Mentre essi stavano ad ascoltare queste cose, disse ancora una parabola, perché era vicino a Gerusalemme ed essi pensavano che il regno di Dio dovesse manifestarsi da un momento all’altro. Disse dunque: “Un uomo di nobile famiglia partì per un paese lontano, per ricevere il titolo di re e poi ritornare. Chiamati dieci dei suoi servi, consegnò loro dieci monete d’oro, dicendo: “Fatele fruttare fino al mio ritorno”. Ma i suoi cittadini lo odiavano e mandarono dietro di lui una delegazione a dire: “Non vogliamo che costui venga a regnare su di noi”. Dopo aver ricevuto il titolo di re, egli ritornò e fece chiamare quei servi a cui aveva consegnato il denaro, per sapere quanto ciascuno avesse guadagnato. Si presentò il primo e disse: “Signore, la tua moneta d’oro ne ha fruttate dieci”. Gli disse: “Bene, servo buono! Poiché ti sei mostrato fedele nel poco, ricevi il potere sopra dieci città”. Poi si presentò il secondo e disse: “Signore, la tua moneta d’oro ne ha fruttate cinque”. Anche a questo disse: “Tu pure sarai a capo di cinque città”. Venne poi anche un altro e disse: “Signore, ecco la tua moneta d’oro, che ho tenuto nascosta in un fazzoletto; avevo paura di te, che sei un uomo severo: prendi quello che non hai messo in deposito e mieti quello che non hai seminato”. Gli rispose: “Dalle tue stesse parole ti giudico, servo malvagio! Sapevi che sono un uomo severo, che prendo quello che non ho messo in deposito e mieto quello che non ho seminato: perché allora non hai consegnato il mio denaro a una banca? Al mio ritorno l’avrei riscosso con gli interessi”. Disse poi ai presenti: “Toglietegli la moneta d’oro e datela a colui che ne ha dieci”. Gli risposero: “Signore, ne ha già dieci!”. “Io vi dico: A chi ha, sarà dato; invece a chi non ha, sarà tolto anche quello che ha. E quei miei nemici, che non volevano che io diventassi loro re, conduceteli qui e uccideteli davanti a me”. Dette queste cose, Gesù camminava davanti a tutti salendo verso Gerusalemme (Lc 19,11-28).
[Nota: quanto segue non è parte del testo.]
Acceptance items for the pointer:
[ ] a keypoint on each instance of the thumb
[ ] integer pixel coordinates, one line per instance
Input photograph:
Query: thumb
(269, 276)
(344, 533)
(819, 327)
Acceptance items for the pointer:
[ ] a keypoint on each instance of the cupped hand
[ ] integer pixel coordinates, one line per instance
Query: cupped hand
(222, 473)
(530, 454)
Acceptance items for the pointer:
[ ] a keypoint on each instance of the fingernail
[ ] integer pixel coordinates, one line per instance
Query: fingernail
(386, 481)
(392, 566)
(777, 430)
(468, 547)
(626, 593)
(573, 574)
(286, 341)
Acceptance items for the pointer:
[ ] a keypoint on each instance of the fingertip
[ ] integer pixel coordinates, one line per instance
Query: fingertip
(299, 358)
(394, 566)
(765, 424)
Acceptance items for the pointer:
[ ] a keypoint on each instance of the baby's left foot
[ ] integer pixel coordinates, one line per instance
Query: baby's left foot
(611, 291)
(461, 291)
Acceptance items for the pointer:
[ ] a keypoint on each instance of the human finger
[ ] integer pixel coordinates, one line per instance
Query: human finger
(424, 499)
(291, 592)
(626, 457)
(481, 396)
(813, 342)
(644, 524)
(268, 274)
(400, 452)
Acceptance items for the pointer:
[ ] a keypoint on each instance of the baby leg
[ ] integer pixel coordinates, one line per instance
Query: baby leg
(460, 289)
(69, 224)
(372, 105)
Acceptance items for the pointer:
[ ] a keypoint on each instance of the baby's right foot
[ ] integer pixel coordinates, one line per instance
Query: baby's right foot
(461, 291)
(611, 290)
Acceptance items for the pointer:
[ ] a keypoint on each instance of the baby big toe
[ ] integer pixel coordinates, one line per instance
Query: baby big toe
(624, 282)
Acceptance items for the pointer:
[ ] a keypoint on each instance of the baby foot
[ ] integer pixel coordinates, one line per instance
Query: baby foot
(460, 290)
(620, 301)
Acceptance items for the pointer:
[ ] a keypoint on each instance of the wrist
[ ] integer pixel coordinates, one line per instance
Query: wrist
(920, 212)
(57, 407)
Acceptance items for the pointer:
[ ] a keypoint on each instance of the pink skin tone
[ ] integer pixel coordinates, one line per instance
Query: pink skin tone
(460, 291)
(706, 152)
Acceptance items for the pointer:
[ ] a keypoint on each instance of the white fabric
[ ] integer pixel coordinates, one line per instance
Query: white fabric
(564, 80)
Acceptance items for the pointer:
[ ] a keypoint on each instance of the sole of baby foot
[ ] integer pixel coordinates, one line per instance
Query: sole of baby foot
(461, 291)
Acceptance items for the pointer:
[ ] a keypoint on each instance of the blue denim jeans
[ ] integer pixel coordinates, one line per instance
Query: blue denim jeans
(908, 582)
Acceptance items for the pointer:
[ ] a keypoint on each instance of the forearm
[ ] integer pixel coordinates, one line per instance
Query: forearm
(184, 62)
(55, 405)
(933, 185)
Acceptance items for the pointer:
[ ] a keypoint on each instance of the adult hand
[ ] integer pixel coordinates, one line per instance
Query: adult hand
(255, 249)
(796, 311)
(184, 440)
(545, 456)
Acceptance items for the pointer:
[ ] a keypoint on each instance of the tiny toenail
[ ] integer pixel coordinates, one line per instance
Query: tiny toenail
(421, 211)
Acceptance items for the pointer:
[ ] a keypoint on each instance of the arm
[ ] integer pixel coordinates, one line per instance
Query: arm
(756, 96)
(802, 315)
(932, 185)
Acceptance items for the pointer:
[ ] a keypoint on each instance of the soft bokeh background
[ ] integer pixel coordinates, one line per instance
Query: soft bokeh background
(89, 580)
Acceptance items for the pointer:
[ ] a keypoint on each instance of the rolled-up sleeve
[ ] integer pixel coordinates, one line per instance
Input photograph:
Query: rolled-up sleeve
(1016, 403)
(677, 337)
Nonostante le resistenze e i pregiudizi ingiustificabili degli avversari di Gesù, i suoi discepoli sono entusiasti e fiduciosi di far parte del regno da lui annunciato in parole e opere. Lo seguono volentieri e sono convinti che, ormai vicini a Gerusalemme, sia giunto il momento del trionfo e della sua instaurazione definitiva. Con la parabola delle mine, Gesù al contrario insegna la giusta visione del tempo in cui avviene la preparazione del regno di Dio con la necessaria fattiva collaborazione dei suoi discepoli. Il regno di Gesù sarà certamente l’espressione della sua regalità gloriosa e universale che però sarà preceduta dal rifiuto degli anziani e dei capi del popolo eletto. A scanso di equivoci per ben tre volte il Salvatore aveva preannunciato ai discepoli il dramma della sua passione e morte ignominiosa sulla croce. Ma essi non riuscivano ad accettare e comprendere il senso di tali annunci, anzi ogni volta, dopo ogni annuncio, restavano allarmati, restii a comprenderli e ad accettarli e si autoconvincevano velocemente che il regno da tutti atteso fosse veramente imminente. Con la parabola riportata da Luca e letta nella liturgia odierna, Gesù ribadisce ancora più drammaticamente il mistero del rifiuto che lo riguarda e dichiara la gravissima colpevolezza di coloro che in vari modi risultano a lui ostili, come anche elogia il comportamento altamente meritevole di quelli che preparano e onorano fattivamente il suo ritorno regale.
Noi con tutta la Chiesa ringraziamo e chiediamo perdono. Rendiamo grazie al Signore Gesù perché continua a chiamarci fra i suoi discepoli e si fida di noi donandoci vari carismi per edificare e diffondere il suo regno di verità, amore e giustizia. E gli chiediamo umilmente perdono per tutte le volte che per stanchezza nella fatica o peggio per superficialità e scoraggiamento abbiamo lasciato campo libero al principe di questo mondo e ai suoi satelliti nel continuare indisturbati l’esecuzione dei loro perversi progetti in opposizione alla gloria di Dio e alla dignità di tutti i suoi figli. Ma ci torna veramente gradito, alla scuola della Chiesa (cfr LG 36 c; AA 3), riattivare il nostro impegno di cattolici affinché, sin da questi primi lustri del terzo millennio, si possa riprendere ovunque il percorso per una nuova Cristianità nel contesto del prossimo trionfo del Cuore Immacolato di Maria.